Opoien opens by grinding, or sliding, down the metal rail and the box. Every time he oves his feet, his board follows, as if linked to his body by a rubber band.

For his next trick, Opoien decides on an ollie, a basic trick that involves springing the muscles in your leg to jump off the ground. Combined with a ramp, an ollie is often used to gain extra height in the air.

Sizing up his ramp, Opoien backs up until he feels he has enough space to gather speed, and then he goes. As he ascends the ramp, you can hear the sound of his wheels change in pitch, the way a long zipper or a struck match does: low and rolling at the bottom as he gathers speed, and then sharper at the top as he pops his legs and goes airborne.

Airtime is the time for tricks, for contorting the body in a type of aerial juggling. Opoien says airtime is often a period of hyper concentration, where time fades away and instinct takes over.

"As soon as you pop your board, it seems like time slows," Opoien said. "Realistically, you have half a second, but when you're up there, it seems like two, three seconds."

In the air, he pulls his legs up to complete the ollie, but within a split second, all is lost. The link is severed and Opoien knows it. He bails, escaping injury, while his board falls to the earth in a hollow wooden clatter. He's lucky this time, but Opoien recalls other times when, in air, he found himself in bigger trouble.

"Terror," Opoien recalls. "There's nothing you can do about it. If you can feel it in the air, you know it's going to hurt."

After retrieving his board, Opoien stops and gathers himself, his hands on his knees, his mouth open and winded. "Those jumps really take it out of you," he says, but his enthusiasm is undaunted, and he remains eager.

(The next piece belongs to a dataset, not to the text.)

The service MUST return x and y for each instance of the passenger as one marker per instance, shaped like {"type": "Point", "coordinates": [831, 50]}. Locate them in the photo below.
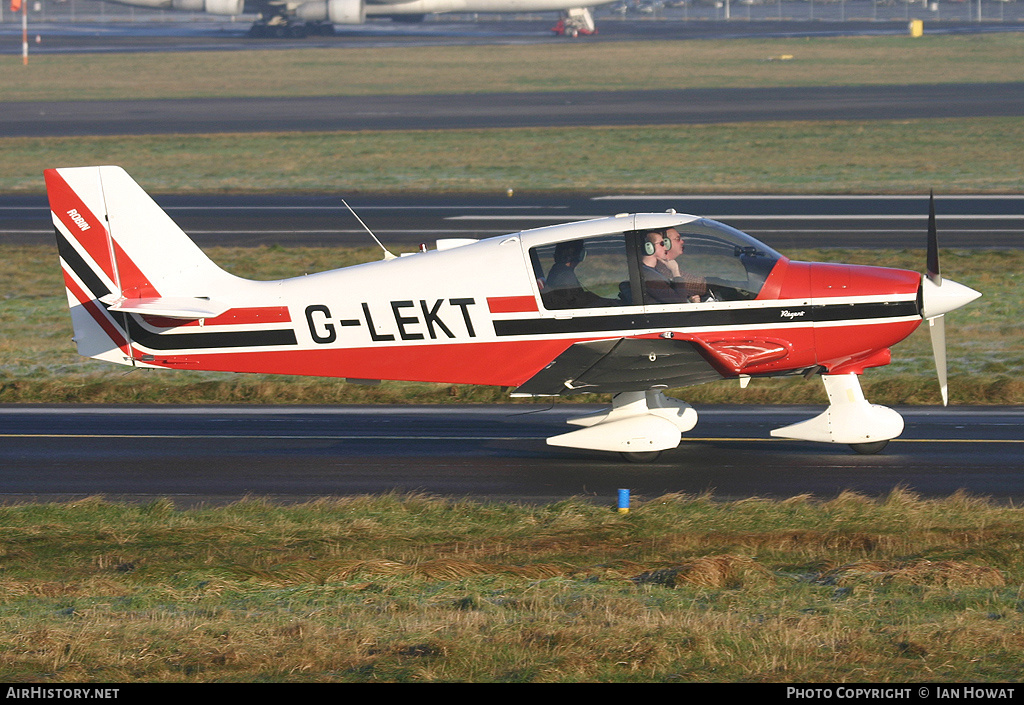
{"type": "Point", "coordinates": [655, 271]}
{"type": "Point", "coordinates": [562, 288]}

"It's my thing," said Opoien. "It's what I do. I love when you try a trick a hundred times and you miss it. And then you stick it that one time and it makes it all worth it. Fall on your back, fall on your knees, it doesn't matter, you just get right back up. You feel the pain. You just want to stick that trick."

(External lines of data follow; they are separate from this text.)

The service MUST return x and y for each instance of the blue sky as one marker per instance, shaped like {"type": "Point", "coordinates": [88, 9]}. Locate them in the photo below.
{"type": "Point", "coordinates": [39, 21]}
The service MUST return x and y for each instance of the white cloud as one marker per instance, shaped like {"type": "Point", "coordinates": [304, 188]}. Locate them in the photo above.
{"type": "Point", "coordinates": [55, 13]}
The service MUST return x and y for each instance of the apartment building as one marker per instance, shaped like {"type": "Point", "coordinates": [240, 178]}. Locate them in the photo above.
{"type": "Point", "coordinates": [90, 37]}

Opoien said this desire for betterment, for perfection, for the fulfillment of the sport is what drives him and other skaters.

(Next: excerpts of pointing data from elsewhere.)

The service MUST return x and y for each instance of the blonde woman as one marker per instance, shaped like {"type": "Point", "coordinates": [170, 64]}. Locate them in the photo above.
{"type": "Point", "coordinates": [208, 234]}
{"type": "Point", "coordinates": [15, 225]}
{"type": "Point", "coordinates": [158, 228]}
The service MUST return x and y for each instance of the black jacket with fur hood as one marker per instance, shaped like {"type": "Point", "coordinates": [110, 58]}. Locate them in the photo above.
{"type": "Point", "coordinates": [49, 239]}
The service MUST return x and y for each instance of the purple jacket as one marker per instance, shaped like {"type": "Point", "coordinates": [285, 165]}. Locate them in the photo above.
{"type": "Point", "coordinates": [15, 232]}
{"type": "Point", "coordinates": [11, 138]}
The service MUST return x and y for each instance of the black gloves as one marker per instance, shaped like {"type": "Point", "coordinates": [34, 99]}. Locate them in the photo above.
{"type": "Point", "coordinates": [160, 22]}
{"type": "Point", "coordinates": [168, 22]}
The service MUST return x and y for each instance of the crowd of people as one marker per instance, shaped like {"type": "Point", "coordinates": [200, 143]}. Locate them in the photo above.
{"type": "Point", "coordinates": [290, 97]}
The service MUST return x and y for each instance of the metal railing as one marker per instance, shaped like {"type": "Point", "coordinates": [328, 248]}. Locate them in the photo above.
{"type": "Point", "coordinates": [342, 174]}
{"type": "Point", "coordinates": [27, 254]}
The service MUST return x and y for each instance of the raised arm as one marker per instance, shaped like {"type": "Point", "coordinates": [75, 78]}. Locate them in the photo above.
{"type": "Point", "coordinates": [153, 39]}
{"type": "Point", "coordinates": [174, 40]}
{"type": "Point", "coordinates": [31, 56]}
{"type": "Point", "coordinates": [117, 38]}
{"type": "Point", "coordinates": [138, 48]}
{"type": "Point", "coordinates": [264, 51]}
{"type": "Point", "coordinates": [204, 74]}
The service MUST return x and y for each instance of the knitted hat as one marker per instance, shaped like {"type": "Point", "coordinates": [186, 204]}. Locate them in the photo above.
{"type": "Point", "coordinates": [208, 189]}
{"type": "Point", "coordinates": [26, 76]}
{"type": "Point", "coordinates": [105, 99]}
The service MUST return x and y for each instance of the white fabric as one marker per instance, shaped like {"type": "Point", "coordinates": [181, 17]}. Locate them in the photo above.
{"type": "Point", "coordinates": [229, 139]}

"You skate to your ability, but you always want to break that next line," Opoien said. "You always want to hit that bigger trick, try that longer grind, bigger kick-flip."

"It's, you know, most people won't understand it," Opoien said. "They don't get it. If they can't stand on a skateboard they don't understand how anybody else can. But, it's something. It's one of those intangibles. You want to hang on to it as long as you can. I'll probably be 40, skating, teaching my little kids how to skate."

"It's something you love. It's ... anything you can bring here, to bring you out of this place," Opoien says. "You live all day, you see the crappy stuff come across on the news and stuff. You hear about people going out on convoys and not coming back and stuff. This allows me to escape, allows us to do something fun, you know?"

Opoien takes his board and ascends the ramp once more. He kicks his legs at the last second and then there it is: a momentary escape from gravity; from Iraq; from anything or anyone not contained in this one single flying moment. His knees pulled toward his chest, his arms outstretched and out, he appears at the apex like Icarus, headed for the sun. Then gravity reclaims him, but he keeps it together, and as he lands you can hear the click and roll of all four wheels on pavement as Sgt. Opoien glides away.